Rudolph Spyder from 1998 in the test

Exclusive sportsman – Rudolph Spyder: Anyone can drive a Porsche
Rudolph Spyder from 1998 in the test

As pretty as a 1960 Porsche racing car, but even faster: The German car manufacturer Rudolph created the Spyder in 1998 – and built 20 of them.

Its owner is a pharmacist. Lothar Newels (62) skilfully maneuvers his Rudolph Spyder through the curves of the Rhine Valley near Bonn. Mr. Newels, what medicine could you compare the effect of this car to? “Hm.” He thinks about it, then shakes his head. “None of them are available.”

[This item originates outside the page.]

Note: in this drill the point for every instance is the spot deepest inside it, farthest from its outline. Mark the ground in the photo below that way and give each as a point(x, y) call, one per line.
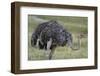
point(75, 25)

There are things that only a sports car can do. One like this one. Flat, light, open, with a firm chassis and direct steering. It doesn’t even need a lot of power. With the five-valve turbo engine from the first Audi A4 (B5) a Rudolph Spyder has at least 150 hp. Lothar Newels’ tends towards 200 hp thanks to tuning by Alfons Hohenester. At 810 kilograms.

Rudolph Spyder

Audi’s five-valve turbo four-cylinder engine is housed in a self-developed tubular space frame that is hot-dip galvanized and painted black. The Spyder is therefore not based on any series platform.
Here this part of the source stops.